[swift-users] Zero cost abstraction 2D Iterator (equivalent to two nested for loops) impossible?

Mon Jan 9 23:56:50 CST 2017

Perhaps the optimizer unrolls the inner loop, and thus can skip safety checks. Naively, seems trickier to do for the iterator. 

> El ene. 4, 2017, a las 9:10 PM, Jens Persson via swift-users <swift-users at swift.org> escribió:
> 
> I noticed disabling safety checks made the custom Iterator as fast as the two nested for-loops.

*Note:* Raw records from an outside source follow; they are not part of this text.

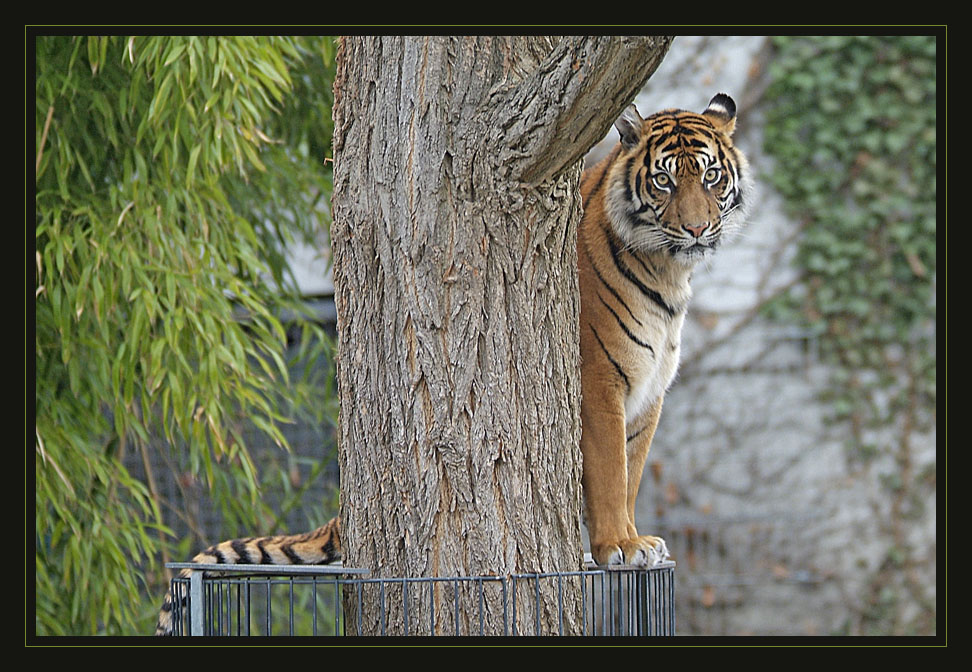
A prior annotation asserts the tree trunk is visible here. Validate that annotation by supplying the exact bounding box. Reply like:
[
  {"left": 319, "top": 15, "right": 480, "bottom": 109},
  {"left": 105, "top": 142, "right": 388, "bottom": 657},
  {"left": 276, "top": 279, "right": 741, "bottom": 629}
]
[{"left": 332, "top": 37, "right": 671, "bottom": 633}]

> Karl, how does your test change when disabling safety checks?
> 
> Anyone having an idea why disabling safety checks should make the two sum funcs equally fast in my example program?
> 
> (It shouldn't be the preconditions of Table2D<>'s subscripts, unless the optimizer (with safety checks) can remove them in the case of the nested for-loops but not in the case of the custom iterator.) 
> 
> /Jens
> 
> 
>> On Wed, Jan 4, 2017 at 6:59 PM, Jens Persson <jens at bitcycle.com> wrote:
>> Thanks, I wonder if it is currently impossible to make it as fast as the nested for loops, ie that some optimizer improvement could fix it.

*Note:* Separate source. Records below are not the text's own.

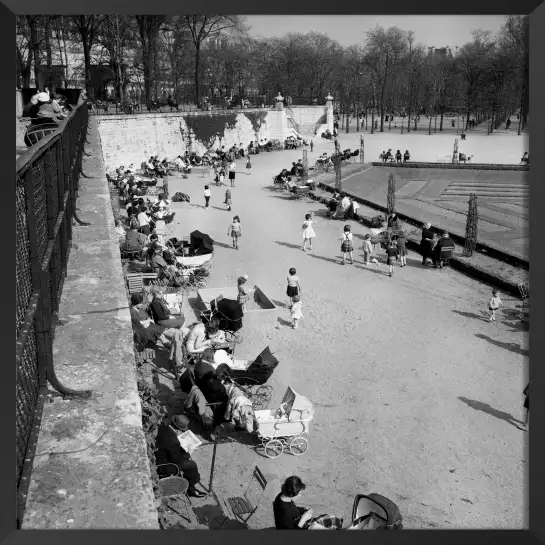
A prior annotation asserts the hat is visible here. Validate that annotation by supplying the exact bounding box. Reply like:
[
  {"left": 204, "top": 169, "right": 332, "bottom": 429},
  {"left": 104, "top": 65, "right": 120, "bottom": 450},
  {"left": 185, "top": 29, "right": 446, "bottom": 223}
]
[{"left": 172, "top": 414, "right": 189, "bottom": 431}]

>> Here's a stripped down version of my code:
>> 
>> 
>> import QuartzCore // This is just for timing using CACurrentMediaTime()
>> 
>> 
>> struct Point2DInt {
>>     var x: Int
>>     var y: Int
>> }
>> 
>> struct Size2DInt {
>>     var width: Int
>>     var height: Int
>>     var rect: Rect2DInt { return Rect2DInt(x: 0, y: 0, width: width, height: height) }
>> }
>> 
>> struct Rect2DInt : Sequence {
>>     var description: String { return "(\(origin), \(size))" }
>>     var origin: Point2DInt
>>     var size: Size2DInt
>>     var minX: Int {
>>         get { return origin.x }
>>         set { size.width = maxX - newValue; origin.x = newValue }
>>     }
>>     var maxX: Int {
>>         get { return origin.x + size.width }
>>         set { size.width = newValue - minX }
>>     }
>>     var minY: Int {
>>         get { return origin.y }
>>         set { size.height = maxY - newValue; origin.y = newValue }
>>     }
>>     var maxY: Int {
>>         get { return origin.y + size.height }
>>         set { size.height = newValue - minY }
>>     }
>>     init(origin: Point2DInt, size: Size2DInt) {
>>         self.origin = origin
>>         self.size = size
>>     }
>>     init(x: Int, y: Int, width: Int, height: Int) {
>>         self.init(origin: Point2DInt(x: x, y: y), size: Size2DInt(width: width, height: height))
>>     }
>>     init(minX: Int, minY: Int, maxX: Int, maxY: Int) {
>>         self.init(origin: Point2DInt(x: minX, y: minY),
>>                   size: Size2DInt(width: maxX - minX, height: maxY - minY))
>>     }
>>     func makeIterator() -> Rect2DIntPointIterator {
>>         return Rect2DIntPointIterator(rect: self)
>>     }
>> }
>> 
>> 
>> // This is the crucial type here, this version is the fastest that
>> // I could find, but it's still slower than two nested for loops,
>> // see test below.
>> struct Rect2DIntPointIterator : IteratorProtocol, Sequence {
>>     let startX, startY, stopX, stopY: Int
>>     var currentPoint: Point2DInt
>>     init(rect: Rect2DInt) {
>>         currentPoint = rect.origin
>>         startX = rect.origin.x
>>         startY = rect.origin.y
>>         stopX = rect.maxX
>>         stopY = rect.maxY
>>     }
>>     mutating func next() -> Point2DInt? {
>>         defer { currentPoint.x = currentPoint.x &+ 1 }
>>         if currentPoint.x == stopX {
>>             currentPoint.x = startX
>>             currentPoint.y = currentPoint.y &+ 1
>>             if currentPoint.y == stopY { return nil }
>>         }
>>         return currentPoint
>>     }
>> }
>> 
>> 
>> struct Table2D<Element> {
>>     let size: Size2DInt
>>     var storage: [Element]
>>     init(size: Size2DInt, filledWith element: Element) {
>>         precondition(size.width > 0 && size.height > 0)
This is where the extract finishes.